Forum Moderators: Robert Charlton & goodroi

Message Too Old, No Replies

Thousands of "Indexed, though blocked by robots.txt"

Should I be worried?

         

guarriman3

10:17 am on Jul 24, 2021 (gmt 0)

10+ Year Member Top Contributors Of The Month



Hi,

Due to crawl budget issues and thin content on my website (800,000+ URLs), I decided to remove one section from the Google index.

1) I added "noindex" metatag within the HTML code of all the pages of such section
2) I waited 14 days
3) I added "Disallow: /section/" within my 'robots.txt' file

However, just the day I modified the 'robots.txt' the number of pages within "Indexed, though blocked by robots.txt" (in Google Search Console > Coverage) boosted, to reach 15k URLs.

I thought that Google would be aware that I had decided to exclude such section from the index, after inserting the 'noindex'. Should I be worried about this high number of "Indexed, though blocked by robots.txt" URLs? Is google penalizing my site?

Any similar experience is welcome. Thank you.

not2easy

1:28 pm on Jul 24, 2021 (gmt 0)

WebmasterWorld Administrator 10+ Year Member Top Contributors Of The Month



When you say
I added "noindex" metatag within the HTML code of all the pages of such section
I'll assume that the meta tag was added in the <head></head> part of your html. It can take Google a lot longer than 2 weeks to digest changes. It is best not to block crawling so they can see that it remains noindexed if your noindexed content is remaining on your site.

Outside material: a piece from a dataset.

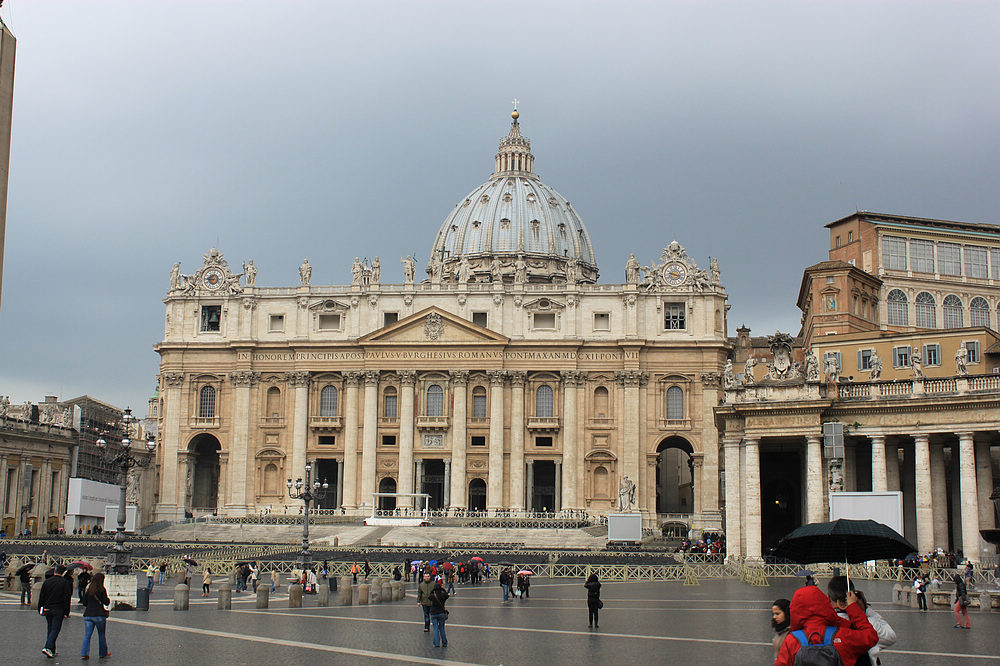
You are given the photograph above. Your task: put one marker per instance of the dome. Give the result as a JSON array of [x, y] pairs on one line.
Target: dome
[[514, 221]]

If you are planning to noindex this content it is best to remove it as it has the same effect over the long term as the noindex tag does. If you are planning to make such changes, I hope that you have done the research to know whether that content, those pages have no traffic and/or inbound links? If there is human traffic and/or inbound links to this content you would lose any benefit they have added to your site.

When you are removing content, it has been useful in my experience to let Google know it is going away with the unavailable_after meta tag:
<meta name="GOOGLEBOT" content="unavailable_after: 24 Jul 2021 10:00:00 UTC" /> 
along with the noindex change. You might want to add a "noarchive" element to that noindex meta tag as well.

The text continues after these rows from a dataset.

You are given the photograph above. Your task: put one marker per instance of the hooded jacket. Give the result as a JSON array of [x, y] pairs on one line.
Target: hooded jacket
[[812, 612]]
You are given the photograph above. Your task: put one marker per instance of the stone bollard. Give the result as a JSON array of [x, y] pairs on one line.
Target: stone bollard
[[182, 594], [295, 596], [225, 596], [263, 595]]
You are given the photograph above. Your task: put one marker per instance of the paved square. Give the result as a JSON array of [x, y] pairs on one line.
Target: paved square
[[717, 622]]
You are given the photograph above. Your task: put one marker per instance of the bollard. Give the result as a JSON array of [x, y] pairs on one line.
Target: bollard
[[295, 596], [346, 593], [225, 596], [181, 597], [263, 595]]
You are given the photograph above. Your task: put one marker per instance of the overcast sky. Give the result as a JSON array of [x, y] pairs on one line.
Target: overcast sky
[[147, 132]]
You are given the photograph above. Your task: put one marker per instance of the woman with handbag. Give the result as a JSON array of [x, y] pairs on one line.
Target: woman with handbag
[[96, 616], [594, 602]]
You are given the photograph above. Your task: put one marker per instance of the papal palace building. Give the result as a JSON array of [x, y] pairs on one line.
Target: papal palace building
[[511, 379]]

They explain the what, how and why here: https://developers.google.com/search/docs/advanced/robots/robots_meta_tag

guarriman3

11:03 am on Jul 26, 2021 (gmt 0)

10+ Year Member Top Contributors Of The Month



Hi @not2easy, thank you for your kind answer.

I'll assume that the meta tag was added in the <head></head> part of your html.

Correct. I added "<meta name='robots' content='noindex'>" in the 'head' section.

It can take Google a lot longer than 2 weeks to digest changes. It is best not to block crawling so they can see that it remains noindexed if your noindexed content is remaining on your site.

I had read somewhere than 2 weeks was the right optimal waiting time until blocking the crawling bots. Obviously, I was wrong and I should not have blocked them.

If you are planning to noindex this content it is best to remove it as it has the same effect over the long term as the noindex tag does.

The fact is that these URLs mean 0.5% of the traffic of my website, but they are 3% of the total of URLs.

Initially, I would like to maintain the information (not to remove content) because it's useful for 0.5% of my users. But I do not want Google to waste crawl budget on them, and I prefer to boost other URLs, that are more interesting for users and for me (in economic terms). These URLs did not receive external links.

Thank you for the tips to remove the content, but I'm afraid it's not my case. My apologies, I should have expressed myself better from the beginning.

Perhaps the best option is to incorporate the URLs back into Google's crawl (remove it from robots.txt), and check every month to see if they are still indexed. As soon as they are no longer indexed, I block them again in robots.txt.